W3C home > Mailing lists > Public > w3c-sgml-wg@w3.org > April 1997

addressing into char content with xml-link

From: Paul Grosso <paul@arbortext.com>
Date: Thu, 10 Apr 1997 20:04:57 -0700
Message-Id: <3.0.32.19970410164725.006b6e50@pophost.arbortext.com>
To: w3c-sgml-wg@w3.org
In discussions with others over that last couple days, I've come
to the conclusion we should consider added to xml-link the capability
to address into data character content (aka dataloc).
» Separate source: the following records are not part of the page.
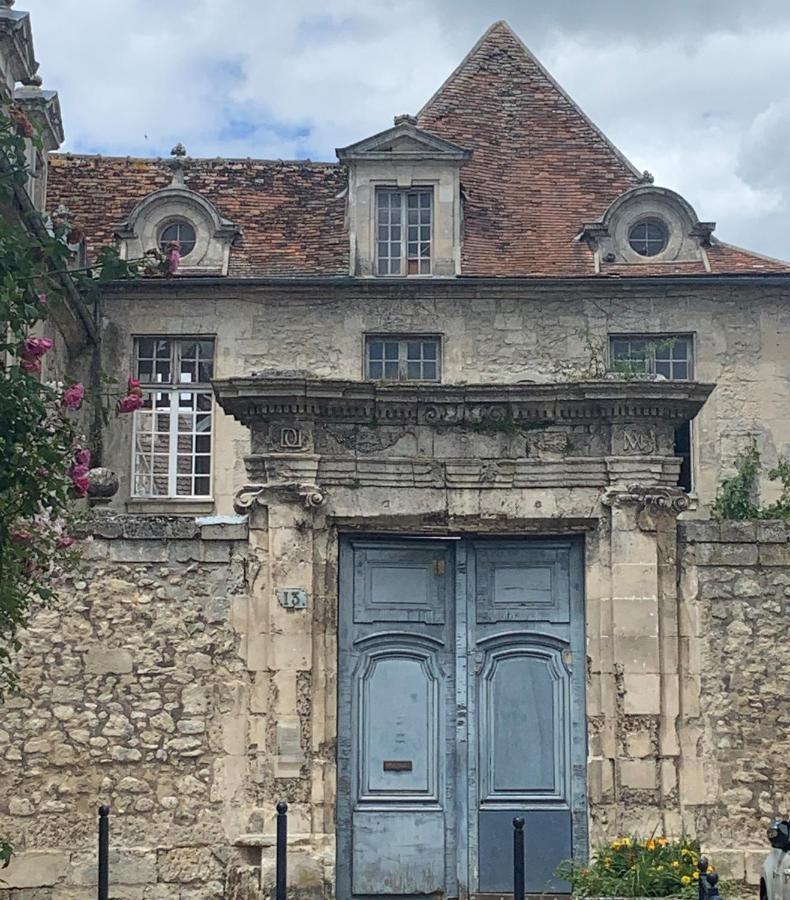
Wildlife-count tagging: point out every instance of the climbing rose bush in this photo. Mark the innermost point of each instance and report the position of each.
(45, 459)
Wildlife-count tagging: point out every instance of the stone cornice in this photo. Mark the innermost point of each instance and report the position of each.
(491, 407)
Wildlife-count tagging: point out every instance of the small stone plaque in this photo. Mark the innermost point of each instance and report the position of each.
(292, 598)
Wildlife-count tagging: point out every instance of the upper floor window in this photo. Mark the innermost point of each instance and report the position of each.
(173, 430)
(669, 356)
(390, 358)
(404, 231)
(665, 355)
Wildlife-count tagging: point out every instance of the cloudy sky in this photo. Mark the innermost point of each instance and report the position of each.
(696, 91)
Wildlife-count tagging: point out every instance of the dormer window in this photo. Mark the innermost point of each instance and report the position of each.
(648, 238)
(177, 213)
(404, 221)
(648, 225)
(181, 231)
(404, 203)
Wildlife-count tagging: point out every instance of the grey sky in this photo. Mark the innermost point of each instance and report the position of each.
(697, 92)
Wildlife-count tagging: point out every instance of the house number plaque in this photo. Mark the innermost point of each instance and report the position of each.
(397, 765)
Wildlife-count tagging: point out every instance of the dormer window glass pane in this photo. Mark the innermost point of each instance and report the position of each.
(180, 231)
(404, 231)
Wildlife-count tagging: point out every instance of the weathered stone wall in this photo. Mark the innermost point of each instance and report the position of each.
(490, 334)
(735, 663)
(132, 689)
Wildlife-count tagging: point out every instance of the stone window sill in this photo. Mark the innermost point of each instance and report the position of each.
(151, 505)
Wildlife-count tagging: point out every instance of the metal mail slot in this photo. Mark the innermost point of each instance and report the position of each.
(397, 765)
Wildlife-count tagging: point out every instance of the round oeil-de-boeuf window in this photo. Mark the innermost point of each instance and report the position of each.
(648, 237)
(181, 231)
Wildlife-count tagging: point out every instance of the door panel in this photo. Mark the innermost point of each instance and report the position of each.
(524, 691)
(460, 707)
(396, 740)
(399, 721)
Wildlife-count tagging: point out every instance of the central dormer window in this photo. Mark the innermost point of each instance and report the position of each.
(404, 223)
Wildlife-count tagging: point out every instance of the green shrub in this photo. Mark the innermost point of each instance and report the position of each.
(633, 867)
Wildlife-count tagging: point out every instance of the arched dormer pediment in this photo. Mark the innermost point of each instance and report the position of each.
(648, 224)
(152, 220)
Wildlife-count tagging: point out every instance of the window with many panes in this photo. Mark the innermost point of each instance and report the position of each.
(668, 356)
(404, 231)
(391, 358)
(172, 430)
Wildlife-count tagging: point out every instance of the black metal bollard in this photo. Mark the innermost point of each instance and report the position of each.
(702, 867)
(518, 858)
(282, 850)
(104, 852)
(708, 884)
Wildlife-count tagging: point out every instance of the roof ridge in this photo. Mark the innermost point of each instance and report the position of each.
(503, 25)
(451, 77)
(68, 154)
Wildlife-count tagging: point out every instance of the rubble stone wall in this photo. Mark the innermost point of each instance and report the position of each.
(130, 692)
(735, 664)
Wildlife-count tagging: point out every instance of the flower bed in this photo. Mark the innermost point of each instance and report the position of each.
(635, 867)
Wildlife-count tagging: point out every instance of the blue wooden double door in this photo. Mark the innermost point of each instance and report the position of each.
(461, 706)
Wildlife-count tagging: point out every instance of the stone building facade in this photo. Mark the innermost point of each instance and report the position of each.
(413, 526)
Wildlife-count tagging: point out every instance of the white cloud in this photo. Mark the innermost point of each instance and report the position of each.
(698, 93)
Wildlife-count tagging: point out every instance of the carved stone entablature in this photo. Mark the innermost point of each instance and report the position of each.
(489, 437)
(310, 495)
(654, 498)
(491, 408)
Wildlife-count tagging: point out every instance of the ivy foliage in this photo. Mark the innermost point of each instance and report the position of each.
(44, 460)
(738, 496)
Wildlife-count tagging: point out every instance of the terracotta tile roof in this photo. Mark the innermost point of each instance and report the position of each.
(539, 167)
(289, 213)
(539, 170)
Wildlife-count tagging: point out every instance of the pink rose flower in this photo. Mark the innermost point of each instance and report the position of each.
(130, 403)
(34, 347)
(79, 478)
(73, 396)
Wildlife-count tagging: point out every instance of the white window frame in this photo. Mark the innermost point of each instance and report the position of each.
(174, 389)
(404, 194)
(402, 340)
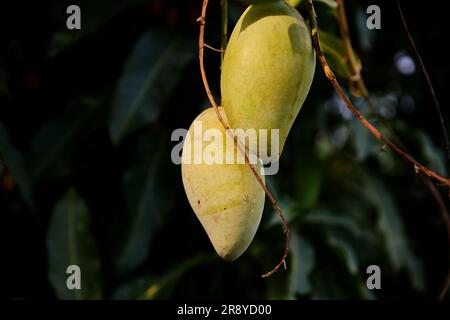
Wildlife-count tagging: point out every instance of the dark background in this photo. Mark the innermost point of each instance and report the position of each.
(76, 190)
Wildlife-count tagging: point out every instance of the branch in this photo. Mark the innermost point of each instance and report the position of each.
(201, 44)
(428, 79)
(343, 27)
(224, 37)
(418, 167)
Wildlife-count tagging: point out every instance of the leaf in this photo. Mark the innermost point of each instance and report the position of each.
(363, 141)
(334, 51)
(302, 264)
(331, 3)
(434, 156)
(150, 76)
(308, 183)
(159, 287)
(149, 197)
(70, 242)
(15, 162)
(4, 89)
(293, 3)
(94, 15)
(391, 225)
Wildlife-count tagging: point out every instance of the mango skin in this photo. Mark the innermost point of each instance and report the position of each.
(267, 70)
(226, 198)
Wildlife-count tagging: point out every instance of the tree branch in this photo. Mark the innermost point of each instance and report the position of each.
(343, 27)
(418, 167)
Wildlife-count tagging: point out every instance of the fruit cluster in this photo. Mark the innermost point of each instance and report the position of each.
(267, 72)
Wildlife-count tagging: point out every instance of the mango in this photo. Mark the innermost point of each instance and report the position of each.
(226, 198)
(267, 71)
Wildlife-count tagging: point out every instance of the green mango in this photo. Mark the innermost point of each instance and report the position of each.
(267, 71)
(226, 198)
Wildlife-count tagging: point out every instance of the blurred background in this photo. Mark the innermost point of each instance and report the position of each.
(86, 178)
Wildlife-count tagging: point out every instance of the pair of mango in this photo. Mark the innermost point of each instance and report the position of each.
(267, 72)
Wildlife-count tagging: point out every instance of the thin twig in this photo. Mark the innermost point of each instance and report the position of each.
(428, 79)
(224, 30)
(355, 67)
(272, 199)
(212, 48)
(445, 288)
(418, 167)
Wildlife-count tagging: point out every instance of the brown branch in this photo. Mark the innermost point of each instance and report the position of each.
(272, 199)
(428, 79)
(355, 67)
(343, 27)
(224, 36)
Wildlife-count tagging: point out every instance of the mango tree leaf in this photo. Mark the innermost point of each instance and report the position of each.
(94, 15)
(334, 51)
(308, 182)
(159, 287)
(4, 90)
(15, 162)
(302, 264)
(70, 242)
(391, 225)
(149, 198)
(293, 3)
(363, 141)
(331, 3)
(329, 219)
(150, 76)
(435, 156)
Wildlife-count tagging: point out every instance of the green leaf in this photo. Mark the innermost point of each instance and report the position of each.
(70, 242)
(149, 197)
(363, 141)
(15, 162)
(308, 183)
(4, 89)
(150, 76)
(54, 141)
(159, 287)
(293, 3)
(302, 264)
(334, 51)
(329, 219)
(434, 156)
(345, 251)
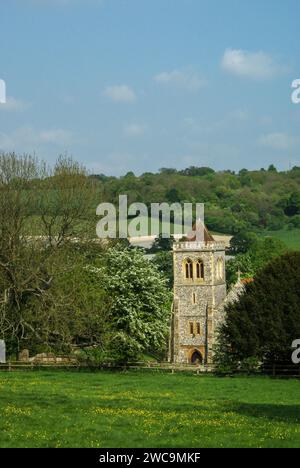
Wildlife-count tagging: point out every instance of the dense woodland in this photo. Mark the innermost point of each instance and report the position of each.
(61, 291)
(247, 200)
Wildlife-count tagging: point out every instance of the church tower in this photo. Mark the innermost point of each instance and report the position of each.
(199, 291)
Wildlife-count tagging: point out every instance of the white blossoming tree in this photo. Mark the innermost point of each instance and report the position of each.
(139, 304)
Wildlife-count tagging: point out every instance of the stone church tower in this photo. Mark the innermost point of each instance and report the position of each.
(199, 292)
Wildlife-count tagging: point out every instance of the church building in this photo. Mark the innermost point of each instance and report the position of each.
(199, 293)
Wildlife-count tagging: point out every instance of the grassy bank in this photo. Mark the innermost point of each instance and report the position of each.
(66, 409)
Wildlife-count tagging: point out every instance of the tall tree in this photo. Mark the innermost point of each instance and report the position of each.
(265, 320)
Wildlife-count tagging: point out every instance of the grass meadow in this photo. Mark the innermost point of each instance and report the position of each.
(147, 409)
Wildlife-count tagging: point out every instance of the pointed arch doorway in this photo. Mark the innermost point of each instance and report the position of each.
(196, 357)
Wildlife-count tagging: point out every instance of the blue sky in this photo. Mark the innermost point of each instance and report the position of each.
(136, 85)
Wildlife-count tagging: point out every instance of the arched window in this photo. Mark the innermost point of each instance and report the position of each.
(188, 269)
(200, 269)
(220, 268)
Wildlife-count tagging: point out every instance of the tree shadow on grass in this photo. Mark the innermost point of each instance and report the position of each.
(280, 413)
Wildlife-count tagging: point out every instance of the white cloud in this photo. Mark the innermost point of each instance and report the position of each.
(134, 130)
(27, 139)
(279, 141)
(14, 105)
(256, 65)
(186, 79)
(120, 93)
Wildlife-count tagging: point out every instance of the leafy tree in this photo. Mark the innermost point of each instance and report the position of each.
(266, 319)
(61, 198)
(261, 252)
(139, 304)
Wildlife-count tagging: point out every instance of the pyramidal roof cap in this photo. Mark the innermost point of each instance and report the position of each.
(200, 233)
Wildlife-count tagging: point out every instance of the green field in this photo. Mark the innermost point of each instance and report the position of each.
(68, 409)
(290, 237)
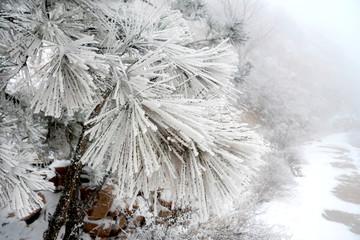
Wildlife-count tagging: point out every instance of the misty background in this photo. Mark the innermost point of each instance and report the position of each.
(308, 52)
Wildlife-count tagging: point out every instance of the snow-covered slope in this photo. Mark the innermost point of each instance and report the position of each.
(326, 202)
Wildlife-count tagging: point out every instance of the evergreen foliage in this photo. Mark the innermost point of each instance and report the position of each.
(164, 122)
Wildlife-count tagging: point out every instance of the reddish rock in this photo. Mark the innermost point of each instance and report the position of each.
(121, 224)
(34, 215)
(95, 230)
(58, 180)
(132, 211)
(61, 170)
(113, 229)
(164, 213)
(85, 192)
(165, 203)
(139, 221)
(102, 205)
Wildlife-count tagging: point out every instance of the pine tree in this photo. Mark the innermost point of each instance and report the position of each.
(154, 111)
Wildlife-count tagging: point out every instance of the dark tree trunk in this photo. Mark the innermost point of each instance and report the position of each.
(77, 212)
(71, 186)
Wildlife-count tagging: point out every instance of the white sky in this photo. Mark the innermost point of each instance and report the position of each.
(333, 26)
(336, 20)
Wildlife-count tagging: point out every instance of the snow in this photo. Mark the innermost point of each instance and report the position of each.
(301, 214)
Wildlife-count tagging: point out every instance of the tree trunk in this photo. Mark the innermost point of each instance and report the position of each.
(71, 186)
(77, 212)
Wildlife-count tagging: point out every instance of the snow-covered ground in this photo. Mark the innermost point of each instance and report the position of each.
(325, 203)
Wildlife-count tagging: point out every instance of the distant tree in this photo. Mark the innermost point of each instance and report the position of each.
(153, 112)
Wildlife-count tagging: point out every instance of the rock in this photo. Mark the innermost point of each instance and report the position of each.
(34, 215)
(95, 230)
(121, 224)
(84, 193)
(164, 213)
(165, 203)
(61, 170)
(139, 221)
(113, 227)
(132, 211)
(102, 205)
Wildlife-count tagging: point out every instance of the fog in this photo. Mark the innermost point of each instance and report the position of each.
(310, 48)
(331, 27)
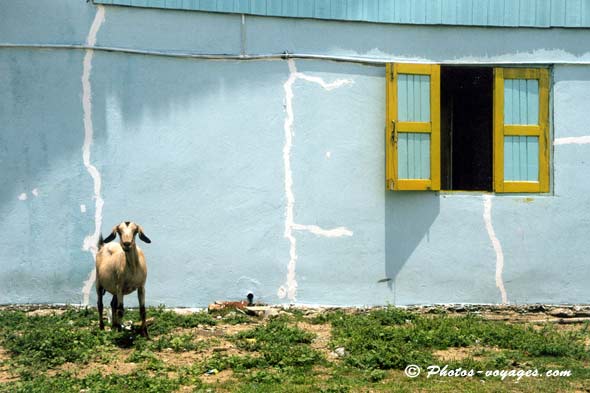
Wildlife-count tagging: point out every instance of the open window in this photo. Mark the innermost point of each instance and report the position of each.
(468, 128)
(413, 127)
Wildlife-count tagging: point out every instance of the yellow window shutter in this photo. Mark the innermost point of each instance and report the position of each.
(521, 130)
(412, 127)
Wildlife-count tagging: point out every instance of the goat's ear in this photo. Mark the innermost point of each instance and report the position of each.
(142, 236)
(112, 236)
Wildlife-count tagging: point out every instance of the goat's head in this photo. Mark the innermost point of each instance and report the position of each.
(127, 231)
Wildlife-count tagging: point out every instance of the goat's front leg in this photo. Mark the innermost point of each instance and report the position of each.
(141, 297)
(100, 293)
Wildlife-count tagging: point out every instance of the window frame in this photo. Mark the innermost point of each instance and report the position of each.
(500, 130)
(394, 127)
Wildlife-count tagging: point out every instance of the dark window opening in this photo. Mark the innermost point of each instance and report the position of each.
(466, 128)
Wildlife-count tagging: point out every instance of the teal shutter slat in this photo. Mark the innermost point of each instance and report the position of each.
(274, 7)
(543, 13)
(413, 92)
(425, 156)
(244, 6)
(515, 157)
(151, 3)
(225, 5)
(338, 9)
(425, 98)
(532, 101)
(187, 4)
(586, 14)
(449, 13)
(434, 12)
(417, 158)
(402, 156)
(418, 12)
(355, 10)
(521, 158)
(573, 12)
(480, 12)
(403, 11)
(258, 7)
(508, 105)
(532, 158)
(305, 8)
(413, 155)
(508, 160)
(527, 12)
(464, 12)
(511, 11)
(496, 13)
(402, 97)
(522, 110)
(371, 10)
(207, 5)
(322, 9)
(386, 9)
(417, 99)
(521, 101)
(410, 98)
(289, 8)
(558, 13)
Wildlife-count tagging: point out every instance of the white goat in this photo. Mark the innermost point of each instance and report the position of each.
(120, 270)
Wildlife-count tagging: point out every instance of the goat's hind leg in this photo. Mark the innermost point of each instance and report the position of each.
(141, 298)
(100, 293)
(116, 310)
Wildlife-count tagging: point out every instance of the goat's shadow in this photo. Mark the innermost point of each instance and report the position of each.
(126, 339)
(408, 218)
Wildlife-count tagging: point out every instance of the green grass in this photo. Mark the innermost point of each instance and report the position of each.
(278, 355)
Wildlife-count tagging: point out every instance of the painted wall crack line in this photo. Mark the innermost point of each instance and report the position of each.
(91, 240)
(487, 217)
(289, 289)
(571, 140)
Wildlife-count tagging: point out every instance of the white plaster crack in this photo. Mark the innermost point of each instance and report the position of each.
(487, 217)
(572, 140)
(289, 289)
(91, 240)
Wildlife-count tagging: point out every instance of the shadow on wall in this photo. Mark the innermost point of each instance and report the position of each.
(408, 217)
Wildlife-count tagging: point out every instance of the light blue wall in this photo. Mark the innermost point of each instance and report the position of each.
(194, 151)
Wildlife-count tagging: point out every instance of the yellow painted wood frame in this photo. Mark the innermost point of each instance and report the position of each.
(501, 130)
(393, 127)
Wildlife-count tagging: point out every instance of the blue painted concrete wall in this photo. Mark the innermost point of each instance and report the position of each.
(194, 150)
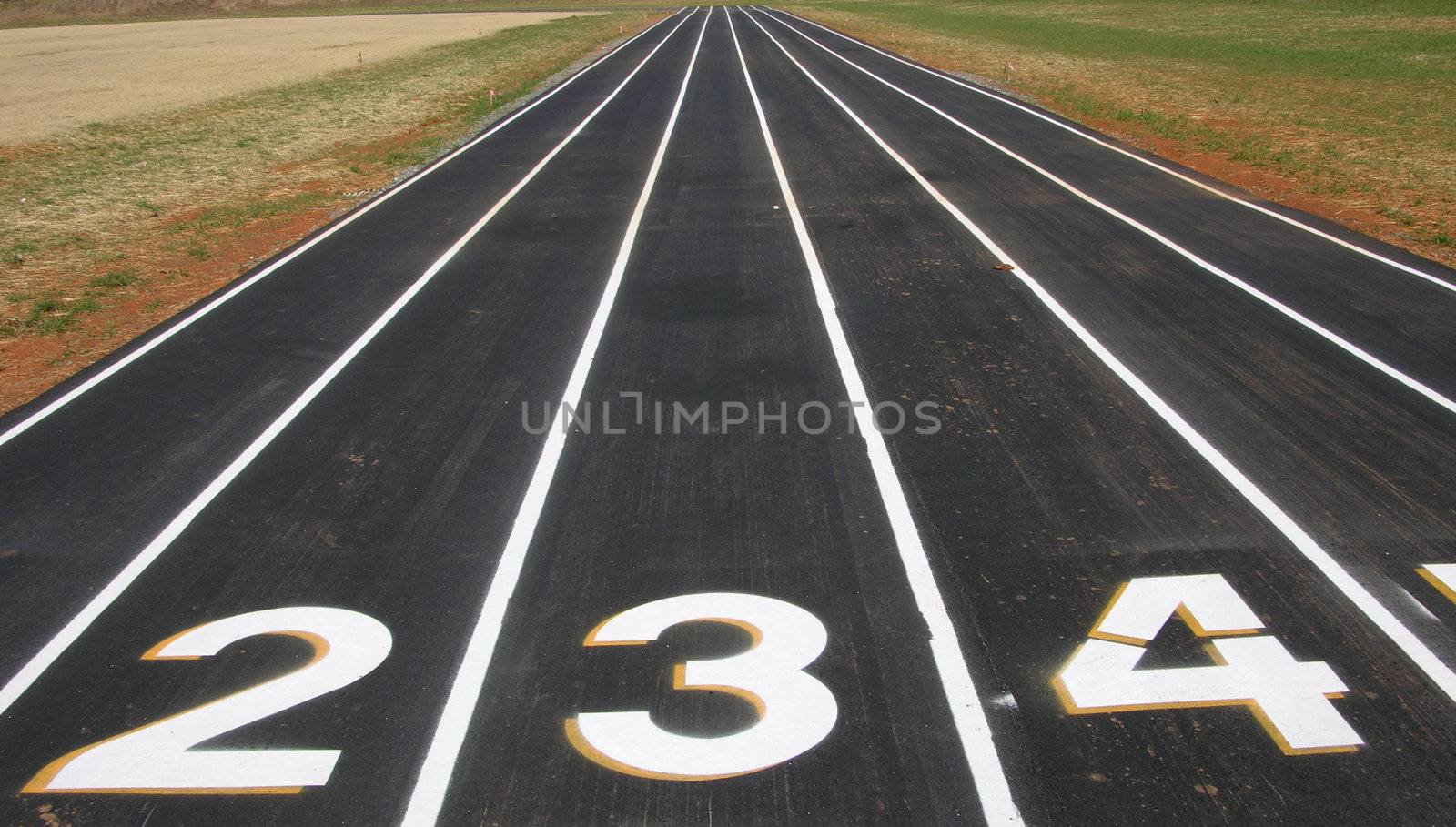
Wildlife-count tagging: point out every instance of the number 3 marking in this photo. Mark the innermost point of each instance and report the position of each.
(795, 711)
(160, 756)
(1289, 698)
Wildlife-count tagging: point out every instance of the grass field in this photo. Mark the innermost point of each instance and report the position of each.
(116, 226)
(1346, 108)
(60, 77)
(72, 12)
(1341, 106)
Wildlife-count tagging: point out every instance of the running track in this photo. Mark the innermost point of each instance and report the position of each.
(303, 553)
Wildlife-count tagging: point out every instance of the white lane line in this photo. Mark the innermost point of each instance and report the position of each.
(972, 725)
(1138, 157)
(187, 322)
(118, 584)
(1309, 324)
(470, 681)
(1417, 651)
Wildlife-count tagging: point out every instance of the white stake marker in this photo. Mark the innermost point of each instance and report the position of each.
(187, 322)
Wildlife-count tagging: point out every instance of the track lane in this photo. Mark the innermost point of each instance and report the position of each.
(1366, 470)
(102, 475)
(1373, 308)
(1314, 325)
(1050, 488)
(1148, 174)
(715, 306)
(385, 497)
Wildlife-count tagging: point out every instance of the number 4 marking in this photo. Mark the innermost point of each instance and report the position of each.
(1289, 698)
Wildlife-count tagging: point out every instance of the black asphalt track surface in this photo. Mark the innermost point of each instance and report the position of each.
(390, 488)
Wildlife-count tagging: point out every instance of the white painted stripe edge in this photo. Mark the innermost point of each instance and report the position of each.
(1228, 277)
(433, 781)
(994, 790)
(187, 320)
(1359, 596)
(73, 630)
(1135, 156)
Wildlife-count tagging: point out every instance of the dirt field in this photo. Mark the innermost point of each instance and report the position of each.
(62, 77)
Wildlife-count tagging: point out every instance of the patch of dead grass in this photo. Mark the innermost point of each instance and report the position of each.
(186, 203)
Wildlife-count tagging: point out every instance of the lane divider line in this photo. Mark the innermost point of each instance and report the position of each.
(1295, 315)
(43, 660)
(1138, 157)
(1363, 600)
(213, 305)
(465, 691)
(987, 775)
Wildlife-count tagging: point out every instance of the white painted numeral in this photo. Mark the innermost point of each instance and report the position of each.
(1289, 698)
(795, 711)
(1441, 575)
(162, 757)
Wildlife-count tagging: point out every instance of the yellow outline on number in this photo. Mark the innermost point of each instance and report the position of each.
(679, 673)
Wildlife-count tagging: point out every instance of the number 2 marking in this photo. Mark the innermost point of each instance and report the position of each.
(1289, 698)
(795, 711)
(160, 756)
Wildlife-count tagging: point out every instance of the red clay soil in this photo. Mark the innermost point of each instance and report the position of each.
(33, 364)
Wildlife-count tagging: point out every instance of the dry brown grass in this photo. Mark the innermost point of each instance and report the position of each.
(111, 229)
(62, 77)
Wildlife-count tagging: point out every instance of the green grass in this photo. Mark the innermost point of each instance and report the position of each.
(1351, 99)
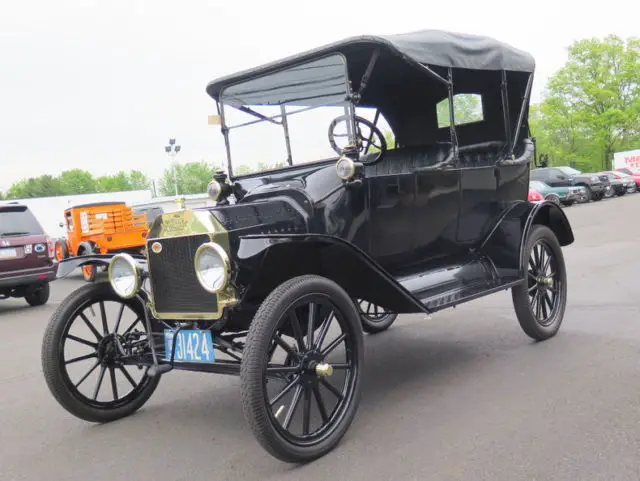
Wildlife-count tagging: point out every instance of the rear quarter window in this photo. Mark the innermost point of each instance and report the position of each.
(18, 220)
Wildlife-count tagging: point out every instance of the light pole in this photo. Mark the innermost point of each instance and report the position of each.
(172, 149)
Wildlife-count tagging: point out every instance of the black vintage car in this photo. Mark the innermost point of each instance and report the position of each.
(279, 280)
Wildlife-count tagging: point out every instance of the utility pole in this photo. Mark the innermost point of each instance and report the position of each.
(172, 149)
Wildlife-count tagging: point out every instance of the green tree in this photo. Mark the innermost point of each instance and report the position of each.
(192, 177)
(591, 106)
(77, 181)
(138, 180)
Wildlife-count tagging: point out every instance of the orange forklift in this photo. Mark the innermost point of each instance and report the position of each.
(101, 228)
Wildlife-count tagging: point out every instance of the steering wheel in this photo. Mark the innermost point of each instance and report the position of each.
(362, 143)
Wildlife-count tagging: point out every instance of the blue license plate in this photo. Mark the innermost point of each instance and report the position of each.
(190, 345)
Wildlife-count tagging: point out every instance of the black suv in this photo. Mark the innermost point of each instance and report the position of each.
(594, 184)
(26, 255)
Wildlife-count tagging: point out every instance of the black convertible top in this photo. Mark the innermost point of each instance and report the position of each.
(425, 47)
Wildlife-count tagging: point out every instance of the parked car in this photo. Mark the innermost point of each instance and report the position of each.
(559, 195)
(564, 176)
(101, 228)
(534, 196)
(634, 175)
(26, 255)
(269, 283)
(626, 183)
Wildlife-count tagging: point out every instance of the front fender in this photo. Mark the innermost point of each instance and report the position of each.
(70, 264)
(266, 261)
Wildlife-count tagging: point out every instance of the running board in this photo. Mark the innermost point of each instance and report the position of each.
(448, 286)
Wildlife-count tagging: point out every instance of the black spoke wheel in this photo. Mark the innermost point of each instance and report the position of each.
(97, 381)
(300, 405)
(541, 299)
(374, 318)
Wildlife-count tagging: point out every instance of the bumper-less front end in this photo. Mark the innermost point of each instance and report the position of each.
(188, 275)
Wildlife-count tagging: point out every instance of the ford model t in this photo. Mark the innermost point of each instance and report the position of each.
(279, 280)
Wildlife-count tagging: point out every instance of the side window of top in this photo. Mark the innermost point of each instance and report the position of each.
(467, 108)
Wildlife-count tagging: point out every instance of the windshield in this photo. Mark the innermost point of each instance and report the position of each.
(18, 221)
(291, 117)
(569, 170)
(537, 185)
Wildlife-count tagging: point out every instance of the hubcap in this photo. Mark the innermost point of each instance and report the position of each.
(543, 283)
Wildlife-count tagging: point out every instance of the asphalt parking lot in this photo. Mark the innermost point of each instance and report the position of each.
(462, 396)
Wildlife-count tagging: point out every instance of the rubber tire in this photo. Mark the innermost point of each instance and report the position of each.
(255, 353)
(38, 296)
(51, 354)
(375, 327)
(520, 296)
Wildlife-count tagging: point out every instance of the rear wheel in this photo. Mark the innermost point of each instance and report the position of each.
(300, 406)
(38, 295)
(541, 299)
(375, 319)
(83, 361)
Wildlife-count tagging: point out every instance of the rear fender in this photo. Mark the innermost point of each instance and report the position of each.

The requirement I see is that users will expect an interface that
allows them to highlight some text in one document, highlight some
text in a second document, and make a link from one to the other.
If the target is a three word phrase in the middle of a very long
paragraph element, making the entire paragraph the target is unacceptable.
(Imagine if the application is one in which a reviewer of a document is
pointer out misspelled words--targeting the entire paragraph is unacceptable.)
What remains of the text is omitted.